[mythtv-users] what is the cat's ass of integrated "set top box" like hardware now?

Raymond Wagner raymond at wagnerrp.com
Wed Jul 20 17:05:14 UTC 2011


On Wed, 20 Jul 2011 11:20:12 -0400, "Brian J. Murrell"
<brian at interlinx.bc.ca> wrote:
> On 11-07-20 11:12 AM, Tim Draper wrote:
>> if i were buying now, a core i3 and passive nvidia card would be high
on
>> my
>> list.
> 
> OK.
> 
>> i3's should give low power consumption- comparible to the atoms but
with
>> a
>> higher TDP and more processing capability for transcoding. (not that i
do
>> transcode.. some people do though)Cheers,
> 
> An Atom has served me very well since I have (and I should have
> mentioned this in my original posting) a separate backend that can have
> transcoding/commflagging horsepower if need be.

Rather, the nVidia graphics has served you well, the Atom was simply along
for the ride.  Should you need extra power for any reason, you won't have
it.

> Who is building an i3 based machine with a passively cooled nvidia card
> in a "set top box" format like the acer revo?

The Acer Revo is not fanless.  It has a tiny blower fan that if right next
to you rather than hidden behind a noisy tv, would be very audible. What
Tim was suggesting was an i3, and that's it.
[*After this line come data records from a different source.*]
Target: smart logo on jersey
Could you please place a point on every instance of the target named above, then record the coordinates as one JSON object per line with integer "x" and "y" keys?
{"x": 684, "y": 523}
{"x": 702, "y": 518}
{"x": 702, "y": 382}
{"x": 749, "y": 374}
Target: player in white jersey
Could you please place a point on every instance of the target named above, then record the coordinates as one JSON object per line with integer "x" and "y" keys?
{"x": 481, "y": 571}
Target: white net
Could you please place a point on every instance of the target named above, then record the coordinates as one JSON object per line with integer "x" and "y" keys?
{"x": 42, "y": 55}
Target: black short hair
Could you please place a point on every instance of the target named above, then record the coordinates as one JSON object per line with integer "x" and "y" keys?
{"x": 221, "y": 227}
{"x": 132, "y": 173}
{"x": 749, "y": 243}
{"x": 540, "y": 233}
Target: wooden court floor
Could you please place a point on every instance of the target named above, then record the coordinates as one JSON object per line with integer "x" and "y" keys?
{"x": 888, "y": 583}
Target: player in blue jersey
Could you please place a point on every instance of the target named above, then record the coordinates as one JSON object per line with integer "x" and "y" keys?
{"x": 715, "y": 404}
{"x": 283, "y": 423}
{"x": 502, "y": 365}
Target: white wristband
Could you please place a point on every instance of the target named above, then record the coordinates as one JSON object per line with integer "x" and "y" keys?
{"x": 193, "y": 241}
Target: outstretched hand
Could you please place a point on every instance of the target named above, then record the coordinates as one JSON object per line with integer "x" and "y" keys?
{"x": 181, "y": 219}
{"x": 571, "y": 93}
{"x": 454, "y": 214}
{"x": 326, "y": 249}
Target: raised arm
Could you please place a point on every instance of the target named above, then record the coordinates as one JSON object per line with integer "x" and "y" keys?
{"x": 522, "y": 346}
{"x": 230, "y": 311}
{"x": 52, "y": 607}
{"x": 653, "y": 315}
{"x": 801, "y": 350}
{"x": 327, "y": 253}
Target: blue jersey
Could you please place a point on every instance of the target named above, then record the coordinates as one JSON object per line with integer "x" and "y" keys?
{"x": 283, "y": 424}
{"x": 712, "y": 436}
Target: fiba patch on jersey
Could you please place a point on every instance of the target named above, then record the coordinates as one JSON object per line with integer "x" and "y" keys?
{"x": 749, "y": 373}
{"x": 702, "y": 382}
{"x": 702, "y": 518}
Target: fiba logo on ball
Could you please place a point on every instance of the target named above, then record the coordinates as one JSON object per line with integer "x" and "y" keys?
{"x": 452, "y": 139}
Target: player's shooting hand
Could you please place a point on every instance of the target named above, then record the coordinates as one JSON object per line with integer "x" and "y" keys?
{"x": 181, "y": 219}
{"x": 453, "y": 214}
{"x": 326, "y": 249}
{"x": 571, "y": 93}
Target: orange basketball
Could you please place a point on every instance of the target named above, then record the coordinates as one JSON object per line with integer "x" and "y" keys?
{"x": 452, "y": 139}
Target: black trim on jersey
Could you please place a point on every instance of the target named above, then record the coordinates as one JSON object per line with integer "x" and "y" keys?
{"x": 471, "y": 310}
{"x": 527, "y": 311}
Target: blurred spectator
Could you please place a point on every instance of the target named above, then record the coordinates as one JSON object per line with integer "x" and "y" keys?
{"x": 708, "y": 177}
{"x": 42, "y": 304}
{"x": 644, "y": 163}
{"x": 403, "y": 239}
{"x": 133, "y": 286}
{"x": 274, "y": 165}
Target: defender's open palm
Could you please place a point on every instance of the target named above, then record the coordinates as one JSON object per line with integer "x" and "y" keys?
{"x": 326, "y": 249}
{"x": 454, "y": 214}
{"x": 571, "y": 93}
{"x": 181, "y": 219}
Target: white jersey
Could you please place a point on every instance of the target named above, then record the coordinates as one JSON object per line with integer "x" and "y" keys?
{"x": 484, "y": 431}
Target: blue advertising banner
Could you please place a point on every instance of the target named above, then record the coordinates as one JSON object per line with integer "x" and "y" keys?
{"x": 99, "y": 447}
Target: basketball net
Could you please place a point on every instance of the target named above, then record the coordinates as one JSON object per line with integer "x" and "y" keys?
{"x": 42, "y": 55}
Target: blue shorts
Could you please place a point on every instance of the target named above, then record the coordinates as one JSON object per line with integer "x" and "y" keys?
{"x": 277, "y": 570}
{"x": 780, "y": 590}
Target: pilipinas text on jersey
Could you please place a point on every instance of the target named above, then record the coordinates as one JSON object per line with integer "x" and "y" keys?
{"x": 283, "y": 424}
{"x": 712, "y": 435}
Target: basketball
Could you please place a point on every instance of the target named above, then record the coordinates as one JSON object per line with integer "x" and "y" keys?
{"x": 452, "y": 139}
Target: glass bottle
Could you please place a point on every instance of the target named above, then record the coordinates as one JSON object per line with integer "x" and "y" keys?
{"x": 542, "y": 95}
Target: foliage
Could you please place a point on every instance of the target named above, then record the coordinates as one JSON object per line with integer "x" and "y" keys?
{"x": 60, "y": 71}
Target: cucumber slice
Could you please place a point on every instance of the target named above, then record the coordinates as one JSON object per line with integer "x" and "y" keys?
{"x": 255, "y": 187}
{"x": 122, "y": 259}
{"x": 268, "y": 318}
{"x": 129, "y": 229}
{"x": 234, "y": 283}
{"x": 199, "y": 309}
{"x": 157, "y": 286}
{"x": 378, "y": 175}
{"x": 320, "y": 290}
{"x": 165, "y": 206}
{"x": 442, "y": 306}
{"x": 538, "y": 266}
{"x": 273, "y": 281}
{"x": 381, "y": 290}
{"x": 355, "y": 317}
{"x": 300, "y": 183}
A Pentium branded Sandy Bridge
chip (missing hyperthreading) can be had for under $100.  A Mini-ITX board
is around $75, and another $15 for 2GB of DDR3.  You use the integrated
graphics on the Intel chip, and the whole thing would be well under $200. 
An M350 case, PicoPSU, and power brick will be another $100.

So what do you lose going with Intel graphics.  OpenGL performance is
every bit as good as that on the ION and ION2 systems, and plenty for
MythTV's OpenGL renderer and painter.  You lose the high quality scaler
that comes with later nVidia cards, but most people don't even bother to
enable that in the playback settings.  You lose VDPAU, but VAAPI will be
supported in 0.25.  Some people swear by the nVidia deinterlacers, however
those don't require special hardware.  They simply run in shader code,
built into the VDPAU drivers.  Nothing is preventing anyone from writing
new deinterlace methods into Myth's OpenGL renderer.